Creating a crawler service to work efficiently at scale using Gevent and Flask
Rishi Raj Chopra (~rishi11) |
With so much information available over the internet nowadays, crawling efficiently at scale has become inevitable. During crawling, most of the time in most of the cases is spent by the processor waiting for the response from the remote server to which the crawl request has been made. This happens more so in python due to the GIL (Global Interpreter Lock).
Using a library like Gevent, which lets you perform asynchronous tasks synchronously, the time which the processor spends waiting for the response can be used to make more crawl requests thus rendering the crawler make more concurrent requests. A simple web service written in flask can achieve this, and guess what? It's not that hard. Multiple processes can be deployed for the flask application using Uwsgi and Nginx, thus making it more efficient.
What this talk covers:
- Concurrency in Python
- Cooperative Multitasking in Python as opposed to Preemptive Multitasking
- Crawler service
- Using python requests module to make requests
- Using Flask to create the web service
- Using Gevent to make concurrent requests
- Event Loop
- Monkey Patching in Python
- Deploying the flask application using Gevent
- Using Apache Bench for testing and comparing the results
- Basics of Python GIL
- Basic Crawling in Python (using urllib or requests)

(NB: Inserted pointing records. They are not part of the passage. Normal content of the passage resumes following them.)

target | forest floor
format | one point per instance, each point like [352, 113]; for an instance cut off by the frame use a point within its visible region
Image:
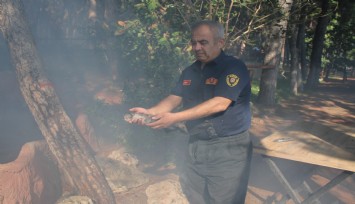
[331, 104]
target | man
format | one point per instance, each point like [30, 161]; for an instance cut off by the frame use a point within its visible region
[215, 93]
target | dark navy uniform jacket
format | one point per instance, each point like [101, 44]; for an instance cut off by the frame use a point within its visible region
[226, 77]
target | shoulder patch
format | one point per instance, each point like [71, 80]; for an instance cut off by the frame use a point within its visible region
[232, 80]
[211, 81]
[186, 82]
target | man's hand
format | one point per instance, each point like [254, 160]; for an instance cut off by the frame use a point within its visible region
[139, 120]
[163, 120]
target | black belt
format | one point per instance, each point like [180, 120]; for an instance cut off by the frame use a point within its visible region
[203, 131]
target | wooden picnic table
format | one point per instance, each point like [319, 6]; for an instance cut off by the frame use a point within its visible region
[332, 147]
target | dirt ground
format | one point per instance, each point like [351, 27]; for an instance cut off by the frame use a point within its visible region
[333, 104]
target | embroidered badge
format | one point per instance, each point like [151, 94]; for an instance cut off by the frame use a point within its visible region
[186, 83]
[232, 80]
[211, 81]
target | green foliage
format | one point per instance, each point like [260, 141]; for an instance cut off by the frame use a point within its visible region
[155, 52]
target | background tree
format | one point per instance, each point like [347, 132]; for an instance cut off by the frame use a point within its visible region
[68, 147]
[317, 45]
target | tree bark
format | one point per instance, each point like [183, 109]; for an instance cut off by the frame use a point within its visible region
[317, 46]
[274, 43]
[301, 45]
[295, 70]
[68, 147]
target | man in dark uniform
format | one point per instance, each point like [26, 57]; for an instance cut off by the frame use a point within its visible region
[215, 93]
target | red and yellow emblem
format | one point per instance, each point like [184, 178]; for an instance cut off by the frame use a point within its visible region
[232, 80]
[186, 82]
[211, 81]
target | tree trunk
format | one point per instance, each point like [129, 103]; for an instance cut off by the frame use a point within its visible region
[268, 80]
[292, 31]
[301, 45]
[68, 147]
[317, 46]
[274, 43]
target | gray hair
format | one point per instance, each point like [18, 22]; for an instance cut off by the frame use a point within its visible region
[216, 28]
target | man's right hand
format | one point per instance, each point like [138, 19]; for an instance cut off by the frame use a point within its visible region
[141, 110]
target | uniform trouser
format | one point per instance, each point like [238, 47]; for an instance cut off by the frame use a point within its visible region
[217, 170]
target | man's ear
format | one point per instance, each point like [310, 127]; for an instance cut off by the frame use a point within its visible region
[221, 43]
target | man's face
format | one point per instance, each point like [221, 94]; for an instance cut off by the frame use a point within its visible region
[205, 46]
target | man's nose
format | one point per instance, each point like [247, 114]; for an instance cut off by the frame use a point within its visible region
[197, 46]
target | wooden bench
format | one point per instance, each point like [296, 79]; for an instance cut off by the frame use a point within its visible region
[334, 148]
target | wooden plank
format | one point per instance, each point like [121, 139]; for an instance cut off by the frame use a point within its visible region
[330, 148]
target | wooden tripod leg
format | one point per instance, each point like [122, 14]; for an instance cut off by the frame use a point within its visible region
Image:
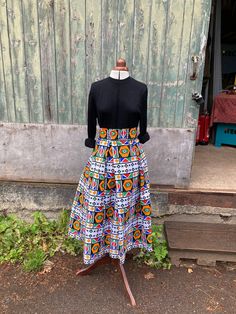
[104, 260]
[127, 287]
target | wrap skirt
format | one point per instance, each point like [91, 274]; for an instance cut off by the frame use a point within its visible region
[111, 210]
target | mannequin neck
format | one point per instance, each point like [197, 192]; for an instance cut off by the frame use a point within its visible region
[119, 75]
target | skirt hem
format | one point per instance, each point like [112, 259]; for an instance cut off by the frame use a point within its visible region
[107, 250]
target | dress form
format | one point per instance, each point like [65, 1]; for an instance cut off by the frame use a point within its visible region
[119, 72]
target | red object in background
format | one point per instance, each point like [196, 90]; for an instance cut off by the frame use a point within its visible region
[202, 136]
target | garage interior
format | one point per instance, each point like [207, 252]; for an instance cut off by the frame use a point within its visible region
[214, 167]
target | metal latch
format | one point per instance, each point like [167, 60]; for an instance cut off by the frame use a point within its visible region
[195, 60]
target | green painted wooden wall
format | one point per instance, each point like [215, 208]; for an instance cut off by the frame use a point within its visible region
[51, 51]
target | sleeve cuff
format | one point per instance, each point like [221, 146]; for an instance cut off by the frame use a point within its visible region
[90, 142]
[144, 137]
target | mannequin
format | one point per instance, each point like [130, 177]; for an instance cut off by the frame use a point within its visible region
[120, 71]
[105, 214]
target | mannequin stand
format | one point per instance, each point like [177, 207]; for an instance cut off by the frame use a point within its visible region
[107, 260]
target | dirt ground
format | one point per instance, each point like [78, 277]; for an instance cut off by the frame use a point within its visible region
[178, 290]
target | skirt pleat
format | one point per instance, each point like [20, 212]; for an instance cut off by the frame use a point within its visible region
[111, 210]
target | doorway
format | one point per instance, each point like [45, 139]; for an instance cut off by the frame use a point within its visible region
[214, 167]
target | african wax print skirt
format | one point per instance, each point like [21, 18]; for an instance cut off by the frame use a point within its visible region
[111, 211]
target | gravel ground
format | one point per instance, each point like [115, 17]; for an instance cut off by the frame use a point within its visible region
[186, 289]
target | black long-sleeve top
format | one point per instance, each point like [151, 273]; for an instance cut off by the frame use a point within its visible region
[117, 104]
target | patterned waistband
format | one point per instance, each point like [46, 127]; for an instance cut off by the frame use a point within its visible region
[114, 134]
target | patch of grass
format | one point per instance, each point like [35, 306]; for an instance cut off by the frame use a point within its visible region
[32, 243]
[159, 257]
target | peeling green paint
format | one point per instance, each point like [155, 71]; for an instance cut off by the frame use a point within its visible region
[51, 51]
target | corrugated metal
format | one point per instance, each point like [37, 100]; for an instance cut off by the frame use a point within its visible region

- Making web servers using Flask
- Knowledge of deploying flask applications
- Knowledge of using Apache Bench for testing web applications
The speaker is a 2016 graduate of Delhi Technological University (Formerly Delhi College of Engineering) in B.Tech Information Technology and currently works as a Software Development Engineer for Zomato. He has an year of industry experience in Python and Web Services.